Dippin’ Dots may be the so-called “ice cream of the future,” but it has a much more intriguing past.
It was founded in 1988 by Kentucky microbiologist Curt Jones, who was experimenting with liquid nitrogen to flash-freeze animal feed, landing on a flash-frozen novelty treat instead.
Jones’ beaded ice cream launched a roller coaster ride that’s included a bankruptcy, two factory explosions, a $300m annual sales peak, a cryogenics side hustle — and, as of last year, a $222m acquisition.
- New owner J&J Snack Foods must be happy with its purchase — Dippin’ Dots helped turn its Q3 earnings sheet all green.
If you think there isn’t room for two beaded ice cream behemoths…
… Sorry, but you’re so very wrong. UK-based purveyor of tiny ice cream globules Mini Melts is coming for Dippin’ Dots.
The more globally focused Mini Melts, serving 40+ countries (versus Dippin’ Dots’ seven) has now taken off in the US, per Food Dive.

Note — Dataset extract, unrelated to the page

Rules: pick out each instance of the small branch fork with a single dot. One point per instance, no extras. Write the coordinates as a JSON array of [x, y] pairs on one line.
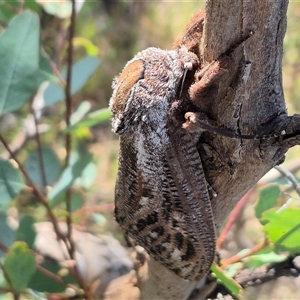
[[68, 144]]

- With 34k+ distribution sites, Mini Melts USA expects to sell ~30m cups this year.
- Annual sales have grown ~35% YoY, and execs think $100m+ in sales is within reach.

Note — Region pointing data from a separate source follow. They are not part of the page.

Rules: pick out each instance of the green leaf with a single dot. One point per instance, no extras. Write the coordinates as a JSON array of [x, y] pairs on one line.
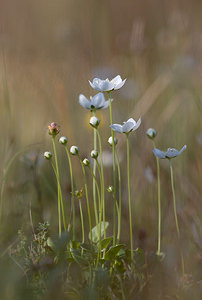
[[121, 254], [105, 243], [89, 248], [75, 245], [113, 251], [51, 244], [139, 257], [78, 257], [95, 231]]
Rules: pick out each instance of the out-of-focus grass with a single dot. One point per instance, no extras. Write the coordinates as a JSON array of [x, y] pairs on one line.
[[48, 51]]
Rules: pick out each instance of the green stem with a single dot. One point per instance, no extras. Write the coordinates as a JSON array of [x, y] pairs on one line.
[[72, 188], [98, 192], [94, 166], [119, 209], [59, 209], [82, 223], [102, 181], [87, 200], [129, 198], [101, 202], [159, 203], [114, 171], [60, 198], [176, 219]]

True to industry tradition, Mini Melts USA’s backstory is wild:
- Philly teen Dan Kilcoyne helped his brother with a school assignment: to find a product not sold locally and draft a plan that’d convince the corporation to enter the market.
- Dippin’ Dots was his pick, management bit, and he started selling them in the school cafeteria before expanding to 18 retail locations.
- When Kilcoyne got priced out by Dippin’ Dots’ franchising fees, he teamed up with Mini Melts to bring its product stateside.
Now a competing CEO, Kilcoyne is nipping at his old company’s heels, launching a very, very cold war.
The X factor: To hold off upstart Mini Melts, Dippin’ Dots must give the people what they want. By this, we of course mean more of their official mascot, Frozeti the Yeti.